When one knows and thoroughly comprehends all this, he has a common language with his teacher, namely the language of the branches. Using it, the Kabbalist sage may convey all the studies in the wisdom conducted in the upper, spiritual worlds, both what he had received from his teachers and the expansions in the wisdom he had discovered by himself. This is because now they have a common language and they understand each other.
However, when a disciple is not wise and comprehends that language on his own, meaning how the branches indicate their roots, naturally, the teacher cannot convey even a single word of this spiritual wisdom, much less negotiate with him in the scrutiny of the wisdom. Since they have no common language they can use, they become as mute. Thus, it is necessary that Maase Merkava, which is the wisdom of Kabbalah, will not be taught unless he is wise and understands with his own mind.
We must ask further: How then, has the disciple grown so wise as to know the relations of branch and root through tracing the upper roots? The answer is that here man’s efforts are in vain; it is the Creator’s help that we need! He fills those whom He favors with wisdom, understanding, and knowledge to acquire sublime attainments. Here it is impossible to be assisted by any flesh and blood!
Indeed, once He has grown fond of a person and has endowed him with the sublime attainment, one is then ready to come and receive the vastness of the wisdom of Kabbalah from a wise Kabbalist, for only now do they have a common language.
Appellations Alien to the Human Spirit
With all that is said above, you will understand why we sometimes find appellations and terms that are very alien to the human spirit in books of Kabbalah. They are abundant in the fundamental books of Kabbalah, which are The Book of Zohar, the Tikkunim, and the books of the ARI. It is indeed bewildering why these sages used such lowly appellations to express such exalted, holy notions.
Yet, you will fully understand it once you have acquired the above conceptions.
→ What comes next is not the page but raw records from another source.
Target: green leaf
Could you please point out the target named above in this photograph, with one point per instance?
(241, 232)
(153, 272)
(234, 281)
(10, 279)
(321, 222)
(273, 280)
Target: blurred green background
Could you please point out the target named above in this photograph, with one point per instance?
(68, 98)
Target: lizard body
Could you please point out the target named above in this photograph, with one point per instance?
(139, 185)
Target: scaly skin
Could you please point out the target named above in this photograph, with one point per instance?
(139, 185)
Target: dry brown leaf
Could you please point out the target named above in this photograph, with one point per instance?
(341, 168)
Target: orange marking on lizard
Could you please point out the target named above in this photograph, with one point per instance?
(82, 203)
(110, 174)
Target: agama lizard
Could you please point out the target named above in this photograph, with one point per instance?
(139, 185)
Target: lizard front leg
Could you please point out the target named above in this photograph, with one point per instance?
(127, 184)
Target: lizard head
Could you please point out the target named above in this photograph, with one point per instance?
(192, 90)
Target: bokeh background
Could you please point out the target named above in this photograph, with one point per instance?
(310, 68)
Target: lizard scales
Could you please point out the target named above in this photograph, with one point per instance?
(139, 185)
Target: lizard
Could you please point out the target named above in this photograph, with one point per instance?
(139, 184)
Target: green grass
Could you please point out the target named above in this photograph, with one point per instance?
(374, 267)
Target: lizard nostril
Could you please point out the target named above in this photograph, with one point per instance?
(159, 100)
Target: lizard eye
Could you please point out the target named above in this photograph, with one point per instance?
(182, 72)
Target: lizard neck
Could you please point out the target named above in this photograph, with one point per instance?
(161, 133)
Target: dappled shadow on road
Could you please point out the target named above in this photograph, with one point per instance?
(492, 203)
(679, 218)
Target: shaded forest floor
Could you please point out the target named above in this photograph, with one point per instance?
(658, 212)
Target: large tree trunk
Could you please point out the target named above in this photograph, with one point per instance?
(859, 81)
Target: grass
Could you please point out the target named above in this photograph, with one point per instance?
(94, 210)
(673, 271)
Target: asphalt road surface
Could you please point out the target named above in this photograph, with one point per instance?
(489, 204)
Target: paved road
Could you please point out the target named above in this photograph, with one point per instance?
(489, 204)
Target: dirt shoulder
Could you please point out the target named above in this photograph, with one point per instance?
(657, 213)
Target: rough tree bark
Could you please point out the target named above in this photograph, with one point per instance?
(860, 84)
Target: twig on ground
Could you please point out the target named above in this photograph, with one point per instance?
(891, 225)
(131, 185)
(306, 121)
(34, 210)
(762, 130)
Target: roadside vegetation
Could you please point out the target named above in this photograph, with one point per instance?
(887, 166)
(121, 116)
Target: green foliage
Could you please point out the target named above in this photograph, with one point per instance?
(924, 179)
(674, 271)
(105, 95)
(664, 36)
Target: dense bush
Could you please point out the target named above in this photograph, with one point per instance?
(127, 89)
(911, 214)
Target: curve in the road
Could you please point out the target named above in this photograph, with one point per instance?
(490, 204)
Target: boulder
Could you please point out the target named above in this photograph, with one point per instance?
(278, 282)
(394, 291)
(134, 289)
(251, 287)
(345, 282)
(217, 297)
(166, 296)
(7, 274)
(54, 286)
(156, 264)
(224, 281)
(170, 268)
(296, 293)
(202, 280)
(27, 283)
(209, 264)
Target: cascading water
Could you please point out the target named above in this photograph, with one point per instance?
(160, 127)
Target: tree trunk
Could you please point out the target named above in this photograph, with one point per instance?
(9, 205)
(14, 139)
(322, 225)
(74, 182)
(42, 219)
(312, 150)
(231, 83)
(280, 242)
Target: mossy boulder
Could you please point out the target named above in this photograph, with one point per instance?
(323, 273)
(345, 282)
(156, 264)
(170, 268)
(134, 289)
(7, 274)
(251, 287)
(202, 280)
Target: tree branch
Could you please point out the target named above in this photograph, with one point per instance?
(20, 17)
This is because it is now clear that no language in the world can be used to explain this wisdom except for one that is intended for just that end, namely the language of the branches according to the relations to the upper roots.
Thus, obviously, no branch or occurrence of a branch should be neglected because of its inferior degree, or not use it to express the desired concept in the interconnections in the wisdom, as there is no other branch in our world to take its place.
As no two hairs nurse from the same foramen, we do not have two branches that relate to a single root. Hence, by leaving an incident unused, we lose the spiritual concept corresponding to it in the upper world, as we have not a single word to utter in its place and indicate that root. In addition, such an incident would impair the entire wisdom in all its vastness, since now there is a missing link in the chain of the wisdom connected to that concept.
This mutilates the entire wisdom, for there is no other wisdom in the world where matters are so fused and intertwined by way of cause and effect, primary and consequential, as is the wisdom of Kabbalah, connected from top to bottom just like a long chain. Therefore, upon the temporary loss of but a small cognizance, the entire wisdom darkens before our eyes, for all its matters are tightly connected to one another, literally fusing into one.
Now you will not wonder at the occasional use of alien appellations. They have no freedom of choice with appellations, to replace the bad with the good or the good with the bad. They must always use the branch or the incident, which precisely points to its upper root in all its necessary measure. Moreover, the matters must be expanded so as to provide an accurate definition for the eyes of their fellow readers.